Настало время для новой сигары. Орсон не торопясь отрезал конец и раскурил ее. Клер тем временем принесла кофе. Никто не осмелился произнести ни слова — это свело бы на нет эффект от рассказа.

— И тогда, — Орсон вновь заговорил после долгой паузы, — мы подошли к самому сердцу «Сердца тьмы» в том виде, как его понимал Макс. Видите ли, он меня убедил в том, что история достигает кульминации, когда в своем убежище по другую сторону забора обнаруживается мистер Куртц. В повести говорится о «полуночных танцах», о «непристойных обрядах». Для Макса в этом выражалась глубина падения Куртца. Он дал мне танцы, дал мне обряды. Не уверен, что они были невыразимыми, но не сомневаюсь — показу в кинотеатрах цивилизованного мира они не подлежали. Хотя именно об этом и говорилось в повести, разве нет? Насколько мы цивилизованны — любой из нас? И цивилизованность ли это или просто изощренность?

Танцы были дальше некуда. Я понятия не имею, как Макс уговорил этих воинственных индейцев танцевать такое. Но не было ни малейшего шанса, что студия это пропустит. Обнаженная натура? Да, обнаженная натура. Но это бы еще полбеды. В роли этой натуры по большей части выступала Ольга — эти-то кадры и дали толчок всяким слухам. Почему Ольга согласилась делать то, что нужно было Максу, — убей бог, не понимаю. Будем милосердны и предположим, что она делала это ради искусства. Но было ли это искусством? На «РКО» с этим никто бы не согласился.

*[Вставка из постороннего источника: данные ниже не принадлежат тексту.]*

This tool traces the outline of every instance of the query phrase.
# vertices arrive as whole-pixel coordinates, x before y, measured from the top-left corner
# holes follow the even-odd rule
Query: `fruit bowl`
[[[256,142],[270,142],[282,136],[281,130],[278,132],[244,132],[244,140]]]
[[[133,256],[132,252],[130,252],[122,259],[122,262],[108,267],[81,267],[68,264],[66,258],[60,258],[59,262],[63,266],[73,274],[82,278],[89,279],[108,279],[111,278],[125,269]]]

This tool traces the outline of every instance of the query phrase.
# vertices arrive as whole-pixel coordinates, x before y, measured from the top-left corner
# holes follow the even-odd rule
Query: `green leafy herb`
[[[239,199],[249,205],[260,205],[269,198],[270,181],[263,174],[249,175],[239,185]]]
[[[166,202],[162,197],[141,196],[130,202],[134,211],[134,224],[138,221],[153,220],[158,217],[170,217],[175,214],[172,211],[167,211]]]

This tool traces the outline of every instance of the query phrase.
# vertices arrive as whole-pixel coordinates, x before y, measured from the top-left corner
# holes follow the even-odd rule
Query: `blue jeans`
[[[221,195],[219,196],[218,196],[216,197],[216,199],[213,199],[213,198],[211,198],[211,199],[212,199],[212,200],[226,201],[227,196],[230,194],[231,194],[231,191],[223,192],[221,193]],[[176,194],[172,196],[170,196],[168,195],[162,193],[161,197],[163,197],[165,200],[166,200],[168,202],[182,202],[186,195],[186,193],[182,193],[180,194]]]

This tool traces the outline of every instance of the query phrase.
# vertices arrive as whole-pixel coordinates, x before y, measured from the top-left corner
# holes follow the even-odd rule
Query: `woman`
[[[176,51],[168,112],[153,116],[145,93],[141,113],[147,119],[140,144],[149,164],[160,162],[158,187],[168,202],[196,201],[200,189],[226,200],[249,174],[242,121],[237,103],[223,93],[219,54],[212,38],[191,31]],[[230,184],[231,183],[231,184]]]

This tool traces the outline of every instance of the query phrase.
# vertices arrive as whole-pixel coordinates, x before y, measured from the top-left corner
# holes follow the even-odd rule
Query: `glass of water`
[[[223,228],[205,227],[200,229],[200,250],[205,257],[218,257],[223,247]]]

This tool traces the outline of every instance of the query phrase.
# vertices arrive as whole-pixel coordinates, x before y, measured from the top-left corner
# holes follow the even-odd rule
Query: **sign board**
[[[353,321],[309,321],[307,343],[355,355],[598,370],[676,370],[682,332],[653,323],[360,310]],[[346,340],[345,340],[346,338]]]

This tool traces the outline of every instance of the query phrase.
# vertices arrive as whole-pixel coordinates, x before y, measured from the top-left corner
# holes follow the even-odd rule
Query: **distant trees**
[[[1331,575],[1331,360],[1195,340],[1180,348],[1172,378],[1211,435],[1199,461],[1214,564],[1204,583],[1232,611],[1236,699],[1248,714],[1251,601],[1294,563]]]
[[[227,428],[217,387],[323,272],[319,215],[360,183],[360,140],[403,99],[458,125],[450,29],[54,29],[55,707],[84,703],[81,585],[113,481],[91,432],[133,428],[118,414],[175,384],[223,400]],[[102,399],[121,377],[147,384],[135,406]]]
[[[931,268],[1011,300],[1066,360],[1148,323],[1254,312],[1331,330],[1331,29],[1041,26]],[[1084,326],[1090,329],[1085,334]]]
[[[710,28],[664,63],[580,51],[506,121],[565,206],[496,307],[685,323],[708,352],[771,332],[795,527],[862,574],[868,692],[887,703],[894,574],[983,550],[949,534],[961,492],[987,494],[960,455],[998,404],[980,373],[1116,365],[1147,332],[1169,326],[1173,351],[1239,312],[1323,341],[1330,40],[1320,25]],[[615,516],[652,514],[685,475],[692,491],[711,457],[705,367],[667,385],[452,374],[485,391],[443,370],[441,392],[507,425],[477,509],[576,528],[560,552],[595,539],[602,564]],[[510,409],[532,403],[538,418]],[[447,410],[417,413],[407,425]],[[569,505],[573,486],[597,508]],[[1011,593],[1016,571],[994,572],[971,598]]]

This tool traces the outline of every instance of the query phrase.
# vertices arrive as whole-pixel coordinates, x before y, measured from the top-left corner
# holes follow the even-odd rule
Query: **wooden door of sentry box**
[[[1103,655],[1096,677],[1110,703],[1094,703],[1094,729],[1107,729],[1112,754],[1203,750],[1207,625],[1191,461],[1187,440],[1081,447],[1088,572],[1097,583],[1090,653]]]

Мы вышли с просмотра совершенно ошарашенные. Я, Боб Уайз, Марк Робсон, Джон Хаусмен. Вопрос напрашивался слишком уж очевидный. Но я его все же задал. «Макс, — сказал я, — как мы сможем вставить такой материал в картину?» Макс и глазом не моргнул. «Мы его спрячем», — вот что он сказал. «Спрячем?» Никто из нас понятия не имел, что он имеет в виду. «Есть способы, — сказал он. — Мы сделаем фильм в фильме». Больше он ничего не сказал. К этому моменту мои коллеги были убеждены, что мы имеем дело с психом. Но не я. Я слишком уважал Макса. А тут он меня вообще зацепил. Я был твердо настроен выяснить, что он имеет в виду.

Потому что, видите ли, я всегда был убежден, что у Касла камера оказывается быстрее глаза. Если вы знаете, что я люблю фокусы, всякую ловкость рук, то понимаете, почему это меня так задело. Фильмы Макса как раз и были такими. Ловкость видения, если вы понимаете. Как же он это делал?

Мне так и не удалось выяснить. Макс постоянно обещал открыть мне свои секреты. Это у него была такая наживка — чтобы держать меня на крючке. Я чувствовал себя как ученик алхимика, который ждет, когда учитель откроет тайну философского камня. Так я ждал, ждал — до тех пор, пока «Сердце тьмы» не провалилось. Я знал, что это случится. Но остается фактом: когда пришло распоряжение приостановить съемки, я испытал облегчение. Не было ни малейшего шанса, что мы совместно с Максом доведем этот фильм до конца. Два режиссера для одной картины — многовато. А кроме того, мои интересы в тот момент сместились в сторону другого проекта. Нечто более американское, более современное и, как считали все, более коммерческое. Вот мы и решили снимать «Гражданина Кейна». Который имел некоторый успех.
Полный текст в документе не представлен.